One domestic civil war. Two world wars. The 1918 Spanish flu. The Great Depression. Even the Great Recession.

The New York Life Insurance Company has seen a lot happen in its 175 years, all of which Chief Executive Ted Mathas said has helped the company prepare for the current COVID-19 pandemic that's brought large swaths of the global economy to a near standstill. In fact, he said the company has spent years running stress tests of what it would face using the 1918 epidemic as a basis.

“Having done that doesn't mean you can predict when a pandemic would occur or that you can actually think through all of the issues,” Mathas, 53, said from his family's vacation home in New York state. “When we look back at things like World War II and the 1918 pandemic, they're in our history but they're also in New York Life's DNA and they help us navigate events like today.”

Like nearly all of corporate America, New York Life finds itself working remotely these days. Particularly challenging for a storied insurance carrier: Prior to the novel coronavirus appearing, 97% of the company workforce was based in its New York City headquarters and its additional 100-plus offices around the country. Today that's flipped with 98% of employees putting in hours at home.

This is the biggest challenge for the company right now, he said.

“We built out a technology infrastructure. We spent a significant amount of time and money in the last five years to allow the company's systems to be more nimble and flexible—and we did it—we have been able to pivot to 98% work from home from 97% work in the office.” Mathas said.

“If you're a 175-year-old company, there are a lot of strengths that come with that, but generally your technology is not one of them. We've been around 175 years so it's sort of like renovating a house versus building a new house.
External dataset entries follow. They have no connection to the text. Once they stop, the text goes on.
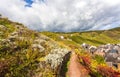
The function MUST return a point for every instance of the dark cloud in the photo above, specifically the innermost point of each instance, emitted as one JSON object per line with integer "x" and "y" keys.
{"x": 63, "y": 15}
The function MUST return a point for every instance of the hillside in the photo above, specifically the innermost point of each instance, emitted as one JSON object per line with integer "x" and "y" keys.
{"x": 28, "y": 53}
{"x": 91, "y": 37}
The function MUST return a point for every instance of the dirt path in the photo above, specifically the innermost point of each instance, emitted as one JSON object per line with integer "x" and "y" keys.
{"x": 75, "y": 69}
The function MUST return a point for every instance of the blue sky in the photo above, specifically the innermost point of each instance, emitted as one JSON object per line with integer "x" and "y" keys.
{"x": 29, "y": 2}
{"x": 63, "y": 15}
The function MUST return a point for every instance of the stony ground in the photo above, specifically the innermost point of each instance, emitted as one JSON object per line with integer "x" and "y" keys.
{"x": 75, "y": 69}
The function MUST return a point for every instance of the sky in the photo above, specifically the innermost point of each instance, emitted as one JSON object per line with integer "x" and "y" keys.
{"x": 63, "y": 15}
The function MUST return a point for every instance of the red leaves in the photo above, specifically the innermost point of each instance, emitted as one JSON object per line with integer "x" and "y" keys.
{"x": 108, "y": 71}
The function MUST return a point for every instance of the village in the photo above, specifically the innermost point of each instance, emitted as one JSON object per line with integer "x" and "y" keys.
{"x": 110, "y": 52}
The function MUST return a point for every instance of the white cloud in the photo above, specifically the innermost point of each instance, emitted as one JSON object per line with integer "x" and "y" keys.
{"x": 64, "y": 15}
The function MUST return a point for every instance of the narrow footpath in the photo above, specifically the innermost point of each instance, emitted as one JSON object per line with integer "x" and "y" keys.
{"x": 75, "y": 69}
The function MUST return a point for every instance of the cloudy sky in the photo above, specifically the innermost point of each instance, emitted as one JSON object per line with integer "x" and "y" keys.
{"x": 63, "y": 15}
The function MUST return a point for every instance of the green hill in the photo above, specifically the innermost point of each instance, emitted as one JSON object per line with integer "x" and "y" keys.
{"x": 28, "y": 53}
{"x": 90, "y": 37}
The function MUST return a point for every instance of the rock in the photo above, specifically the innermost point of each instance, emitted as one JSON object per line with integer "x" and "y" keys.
{"x": 38, "y": 47}
{"x": 56, "y": 56}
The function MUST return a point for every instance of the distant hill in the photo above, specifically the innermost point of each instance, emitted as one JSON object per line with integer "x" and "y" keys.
{"x": 91, "y": 37}
{"x": 28, "y": 53}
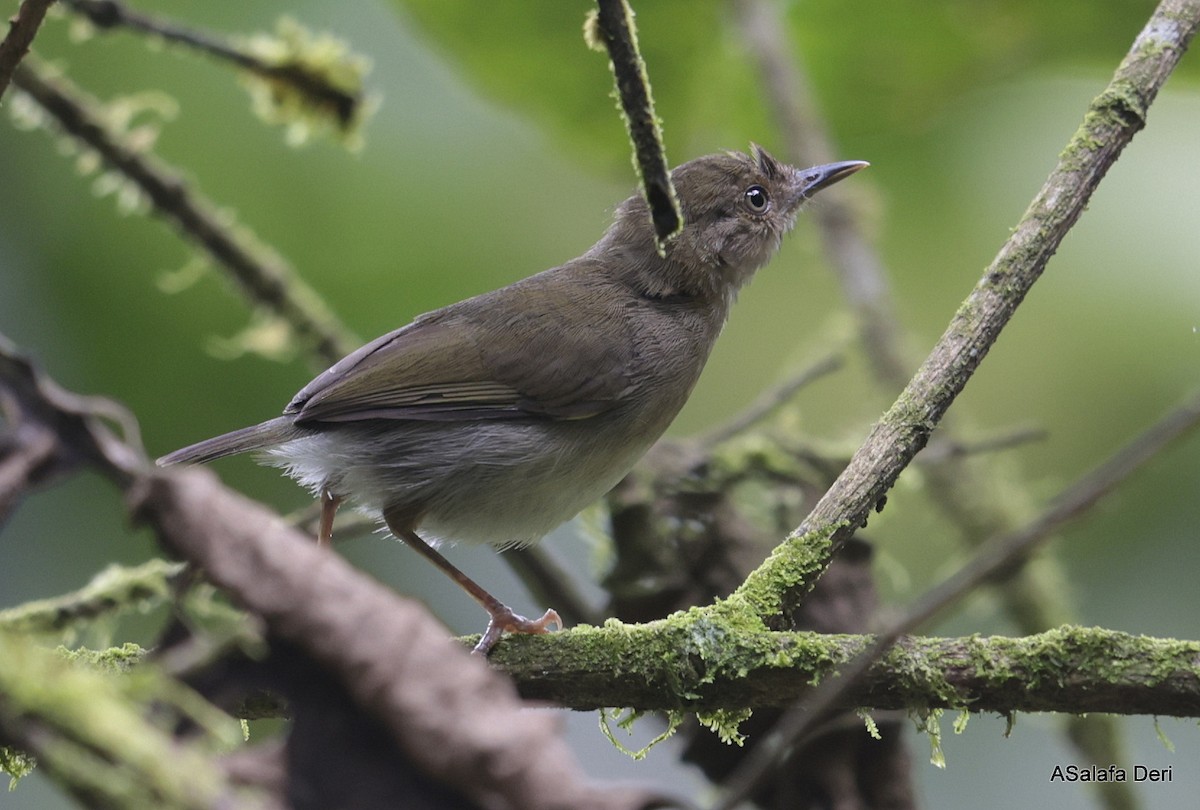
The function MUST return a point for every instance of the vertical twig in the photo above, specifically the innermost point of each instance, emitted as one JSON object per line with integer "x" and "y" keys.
{"x": 615, "y": 27}
{"x": 22, "y": 30}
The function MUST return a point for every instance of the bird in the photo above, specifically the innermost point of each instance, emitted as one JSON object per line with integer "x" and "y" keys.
{"x": 499, "y": 418}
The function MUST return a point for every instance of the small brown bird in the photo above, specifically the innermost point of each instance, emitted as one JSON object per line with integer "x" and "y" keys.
{"x": 498, "y": 418}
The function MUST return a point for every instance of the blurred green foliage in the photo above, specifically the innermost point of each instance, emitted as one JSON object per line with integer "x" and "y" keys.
{"x": 497, "y": 151}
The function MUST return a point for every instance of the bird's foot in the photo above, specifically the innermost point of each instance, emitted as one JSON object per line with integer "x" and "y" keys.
{"x": 505, "y": 621}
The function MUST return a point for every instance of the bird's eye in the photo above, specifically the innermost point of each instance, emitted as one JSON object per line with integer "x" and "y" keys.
{"x": 757, "y": 199}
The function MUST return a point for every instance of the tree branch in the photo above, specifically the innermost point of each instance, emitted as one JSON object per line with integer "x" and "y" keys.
{"x": 22, "y": 30}
{"x": 319, "y": 88}
{"x": 690, "y": 663}
{"x": 1110, "y": 123}
{"x": 263, "y": 275}
{"x": 613, "y": 27}
{"x": 995, "y": 561}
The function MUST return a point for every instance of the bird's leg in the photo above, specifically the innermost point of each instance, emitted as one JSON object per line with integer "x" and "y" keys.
{"x": 503, "y": 618}
{"x": 329, "y": 504}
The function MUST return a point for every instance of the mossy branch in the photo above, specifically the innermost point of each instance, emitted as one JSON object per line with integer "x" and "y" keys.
{"x": 310, "y": 77}
{"x": 22, "y": 30}
{"x": 113, "y": 591}
{"x": 264, "y": 276}
{"x": 691, "y": 663}
{"x": 1108, "y": 126}
{"x": 613, "y": 27}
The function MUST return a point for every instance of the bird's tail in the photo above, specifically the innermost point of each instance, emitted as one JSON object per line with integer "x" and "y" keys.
{"x": 257, "y": 437}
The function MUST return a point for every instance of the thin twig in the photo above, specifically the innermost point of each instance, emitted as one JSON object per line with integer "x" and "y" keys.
{"x": 615, "y": 24}
{"x": 109, "y": 15}
{"x": 999, "y": 558}
{"x": 1110, "y": 123}
{"x": 772, "y": 400}
{"x": 264, "y": 276}
{"x": 853, "y": 261}
{"x": 22, "y": 30}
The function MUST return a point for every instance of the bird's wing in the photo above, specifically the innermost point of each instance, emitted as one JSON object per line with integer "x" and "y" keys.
{"x": 490, "y": 360}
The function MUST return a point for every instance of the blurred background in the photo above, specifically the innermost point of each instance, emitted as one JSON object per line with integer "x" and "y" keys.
{"x": 496, "y": 153}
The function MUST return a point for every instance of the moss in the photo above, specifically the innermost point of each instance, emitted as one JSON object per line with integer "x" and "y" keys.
{"x": 798, "y": 559}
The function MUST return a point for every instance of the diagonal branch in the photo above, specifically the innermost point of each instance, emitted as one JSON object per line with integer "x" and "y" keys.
{"x": 1110, "y": 123}
{"x": 264, "y": 276}
{"x": 22, "y": 30}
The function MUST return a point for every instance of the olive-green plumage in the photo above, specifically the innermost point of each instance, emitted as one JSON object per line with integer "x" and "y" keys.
{"x": 501, "y": 417}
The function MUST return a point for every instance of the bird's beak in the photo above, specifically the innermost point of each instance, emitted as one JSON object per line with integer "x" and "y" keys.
{"x": 822, "y": 177}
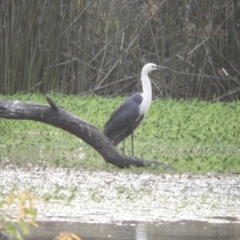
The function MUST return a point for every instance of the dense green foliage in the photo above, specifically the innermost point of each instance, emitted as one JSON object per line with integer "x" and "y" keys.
{"x": 192, "y": 136}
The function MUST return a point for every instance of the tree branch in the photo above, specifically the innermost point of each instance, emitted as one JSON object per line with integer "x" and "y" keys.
{"x": 60, "y": 118}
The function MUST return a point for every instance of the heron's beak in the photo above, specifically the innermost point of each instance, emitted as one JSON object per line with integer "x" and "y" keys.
{"x": 162, "y": 67}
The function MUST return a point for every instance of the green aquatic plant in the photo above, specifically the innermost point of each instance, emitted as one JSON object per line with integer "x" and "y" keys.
{"x": 190, "y": 135}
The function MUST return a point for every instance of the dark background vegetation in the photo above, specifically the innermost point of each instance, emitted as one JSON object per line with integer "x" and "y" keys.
{"x": 99, "y": 46}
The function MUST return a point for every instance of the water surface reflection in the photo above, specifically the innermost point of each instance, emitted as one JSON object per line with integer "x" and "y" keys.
{"x": 139, "y": 231}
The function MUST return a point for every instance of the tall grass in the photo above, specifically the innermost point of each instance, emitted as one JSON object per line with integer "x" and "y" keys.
{"x": 84, "y": 47}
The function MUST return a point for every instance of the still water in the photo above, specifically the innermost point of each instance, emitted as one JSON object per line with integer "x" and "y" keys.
{"x": 186, "y": 230}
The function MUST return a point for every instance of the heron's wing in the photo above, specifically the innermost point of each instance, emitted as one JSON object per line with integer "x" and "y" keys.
{"x": 124, "y": 119}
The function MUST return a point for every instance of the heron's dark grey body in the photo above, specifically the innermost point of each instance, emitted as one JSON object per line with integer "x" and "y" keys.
{"x": 126, "y": 118}
{"x": 129, "y": 115}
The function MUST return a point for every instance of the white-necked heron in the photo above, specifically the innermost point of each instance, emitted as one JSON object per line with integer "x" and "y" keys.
{"x": 129, "y": 114}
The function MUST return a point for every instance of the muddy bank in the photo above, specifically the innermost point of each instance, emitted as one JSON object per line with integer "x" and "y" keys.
{"x": 108, "y": 197}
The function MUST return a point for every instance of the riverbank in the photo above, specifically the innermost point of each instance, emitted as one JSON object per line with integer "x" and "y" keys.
{"x": 80, "y": 195}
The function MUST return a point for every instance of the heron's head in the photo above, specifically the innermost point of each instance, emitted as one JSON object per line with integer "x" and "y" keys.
{"x": 149, "y": 67}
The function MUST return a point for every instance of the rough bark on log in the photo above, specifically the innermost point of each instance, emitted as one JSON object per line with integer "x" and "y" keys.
{"x": 60, "y": 118}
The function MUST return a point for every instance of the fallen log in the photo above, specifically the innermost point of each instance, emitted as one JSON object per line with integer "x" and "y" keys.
{"x": 56, "y": 116}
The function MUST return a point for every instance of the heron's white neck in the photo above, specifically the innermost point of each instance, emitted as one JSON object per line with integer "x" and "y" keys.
{"x": 147, "y": 92}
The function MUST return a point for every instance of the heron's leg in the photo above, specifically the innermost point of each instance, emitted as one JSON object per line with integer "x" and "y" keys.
{"x": 132, "y": 138}
{"x": 124, "y": 144}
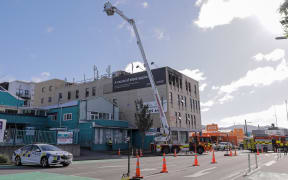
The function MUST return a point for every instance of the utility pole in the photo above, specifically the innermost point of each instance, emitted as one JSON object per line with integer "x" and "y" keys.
{"x": 286, "y": 109}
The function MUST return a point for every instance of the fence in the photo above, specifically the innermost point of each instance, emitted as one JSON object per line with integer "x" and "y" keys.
{"x": 22, "y": 137}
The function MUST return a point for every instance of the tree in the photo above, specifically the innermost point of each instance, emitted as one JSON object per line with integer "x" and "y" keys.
{"x": 143, "y": 119}
{"x": 283, "y": 10}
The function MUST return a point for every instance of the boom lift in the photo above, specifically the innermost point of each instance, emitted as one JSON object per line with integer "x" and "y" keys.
{"x": 163, "y": 138}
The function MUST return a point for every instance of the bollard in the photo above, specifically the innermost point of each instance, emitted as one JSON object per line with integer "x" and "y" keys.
{"x": 256, "y": 162}
{"x": 249, "y": 166}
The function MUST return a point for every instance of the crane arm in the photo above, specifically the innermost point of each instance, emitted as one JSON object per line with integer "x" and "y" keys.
{"x": 110, "y": 10}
It's actually much easier to build a new house. But you don't get the character of the old house. This is an ongoing experiment in how to do business,” Mathas said.


Having [run stress tests] doesn’t mean you can predict when a pandemic would occur or that you can actually think through all of the issues. When we look back at things like World War II and the 1918 pandemic, they’re in our history but they’re also in New York Life’s DNA and they help us navigate events like today.

Ted Mathas
New York Life


Best Laid Plans

New York Life and Mathas had a lot to celebrate coming into 2020. It notched $2.39 billion in operating earnings for the year, had more than $1.06 trillion worth of in-force individual life insurance in place and $628 billion in assets under management. It paid out $1.9 billion in total dividends to policyholders, making it the sole major U.S. mutual life insurance company to declare a record level of such payments in each of the last six years, according to the company.

In 2019, NY Life reported total revenues of $34.5 billion compared to $28.8 billion in the prior year and a surplus of $26.97 billion, according to financial reports available on its website.

In fact, AM Best in July affirmed the Financial Strength Rating of A++ (Superior) assigned to New York Life and subsidiaries, as well as its aaa Long-Term Issuer Credit grade. That rating cited a strong balance sheet, as well as its operating performance, business profile and risk management strengths.

“The group has a history of very strong operating performance from a diverse revenue base, which provides the company with material amounts of room to absorb shocks to income in a potential adverse economic scenario,” AM Best said. “The business profile mix of life and annuity products provides risk diversification to the group's business profile, as it holds market-leading positions in the segments it operates in.”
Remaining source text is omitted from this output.